If y = (x – 1)(2x + 3)(sec x); evaluate y'.

Strategy # 1 - multiply out 1st, then differentiate:

y = (2x^2 + x – 3)(sec x) = 2x^2(sec x) + x(sec x) – 3(sec x)

y' = 2x^2(sec x)(tan x) + 4x(sec x) + x(sec x)(tan x) + (sec x) – 3(sec x)(tan x).

Strategy # 2 - use the product rule, then segregate and recombine like terms:

y' = (x – 1)(2x + 3)(sec x)(tan x) + 2(x – 1)(sec x) + (2x + 3)(sec x) =

(2x^2 + x – 3)(sec x)(tan x) + 2x(sec x) – 2(sec x) + 2x(sec x) + 3(sec x) =

2x^2(sec x)(tan x) + x(sec x)(tan x) – 3(sec x)(tan x) + 2x(sec x) – 2(sec x) + 2x(sec x) + 3(sec x) =

2x^2(sec x)(tan x) + 4x(sec x) + x(sec x)(tan x) + (sec x) – 3(sec x)(tan x).

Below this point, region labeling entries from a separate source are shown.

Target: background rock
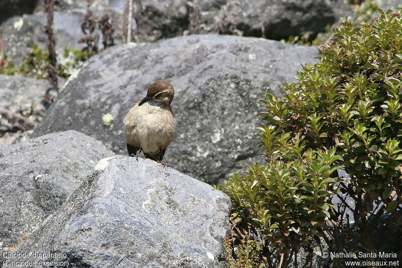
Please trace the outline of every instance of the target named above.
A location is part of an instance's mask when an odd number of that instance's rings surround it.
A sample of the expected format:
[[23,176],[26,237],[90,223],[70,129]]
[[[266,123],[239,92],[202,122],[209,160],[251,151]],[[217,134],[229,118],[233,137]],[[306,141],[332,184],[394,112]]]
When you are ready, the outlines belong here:
[[[92,9],[94,17],[99,18],[104,13],[109,15],[112,24],[116,28],[114,34],[115,43],[121,44],[122,31],[121,27],[122,12],[112,8]],[[86,11],[76,9],[54,13],[54,29],[56,34],[56,49],[59,53],[64,48],[81,49],[85,46],[78,41],[85,35],[81,30],[81,22]],[[7,20],[0,26],[6,57],[19,65],[32,51],[32,45],[37,43],[43,49],[47,50],[47,36],[45,33],[46,24],[45,14],[24,15]],[[102,34],[97,28],[92,35],[100,36],[98,47],[102,46]]]
[[32,13],[38,0],[0,0],[0,23],[15,15]]
[[47,80],[0,74],[0,146],[32,134],[51,103],[45,96],[56,97],[52,88]]
[[99,159],[113,155],[99,142],[73,130],[2,147],[0,260],[3,248],[17,245],[31,233],[85,180]]
[[377,3],[378,4],[378,8],[384,11],[390,8],[402,7],[402,2],[400,0],[377,0]]
[[[262,162],[258,100],[279,96],[282,82],[315,48],[249,37],[198,35],[115,46],[91,57],[67,83],[34,135],[75,129],[127,154],[123,118],[153,82],[173,85],[176,135],[165,159],[183,173],[218,183],[253,160]],[[106,126],[103,115],[114,120]]]
[[0,107],[25,116],[43,115],[46,109],[43,98],[52,88],[47,80],[0,74]]
[[[44,0],[37,1],[34,12],[37,14],[45,13]],[[113,1],[115,0],[57,0],[55,1],[53,9],[55,11],[65,11],[74,9],[86,9],[88,7],[99,9],[107,7],[109,2]]]
[[72,267],[223,267],[231,207],[222,192],[173,169],[114,156],[17,251],[65,253]]
[[32,134],[56,97],[52,88],[45,79],[0,74],[0,146]]
[[246,36],[281,39],[307,33],[314,39],[336,20],[329,0],[255,0],[239,1],[231,7],[236,28]]

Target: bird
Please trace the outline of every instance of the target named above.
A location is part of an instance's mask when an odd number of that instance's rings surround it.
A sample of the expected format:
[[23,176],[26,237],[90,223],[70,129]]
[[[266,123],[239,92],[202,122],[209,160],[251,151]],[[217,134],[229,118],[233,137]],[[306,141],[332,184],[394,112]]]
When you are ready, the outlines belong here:
[[175,124],[170,104],[173,85],[158,81],[149,86],[145,98],[131,107],[123,120],[127,151],[137,160],[144,156],[165,164],[163,156],[174,138]]

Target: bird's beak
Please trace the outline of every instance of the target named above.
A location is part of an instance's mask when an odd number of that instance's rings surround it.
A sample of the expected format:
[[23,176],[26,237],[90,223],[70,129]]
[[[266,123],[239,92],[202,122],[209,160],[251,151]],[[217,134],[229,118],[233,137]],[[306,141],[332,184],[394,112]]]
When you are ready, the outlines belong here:
[[141,101],[141,102],[140,102],[140,103],[139,103],[139,104],[138,104],[138,106],[141,106],[141,105],[142,105],[143,104],[144,104],[144,103],[145,102],[146,102],[147,101],[148,101],[149,99],[149,98],[148,98],[148,97],[146,97],[145,98],[144,98],[144,99],[142,100],[142,101]]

Strategy # 3 - take the natural log of both sides, then differentiate:

ln y = ln(x – 1) + ln(2x + 3) + ln(sec x)

y'/y = [1/(x – 1)] + [2/(2x + 3)] + [(sec x)(tan x)/(sec x)] = [1/(x – 1)] + [2/(2x + 3)] + (tan x)

Next we multiplying both sides by y = (x – 1)(2x + 3)(sec x);

y' = [(x – 1)(2x + 3)(sec x)/(x – 1)] + [2(x – 1)(2x + 3)(sec x)/(2x + 3)] + (x – 1)(2x + 3)(sec x)(tan x) =

(2x + 3)(sec x) + 2(x – 1)(sec x) + (x – 1)(2x + 3)(sec x)(tan x); which is equivalent to the 1st step of strategy # 2.

Which way you choose to evaluate any “dy/dx” will of course depend on the composition of y = f(x)g(x)h(x), etc. And perhaps you will have to experiment in advance of the exam with various combinations of algebraic, trigonometric and logarithmic or exponential functions. Remember, your teacher or professor can be quite “resourceful” come test time!

So, when time is tight on that final, do what works best for YOU!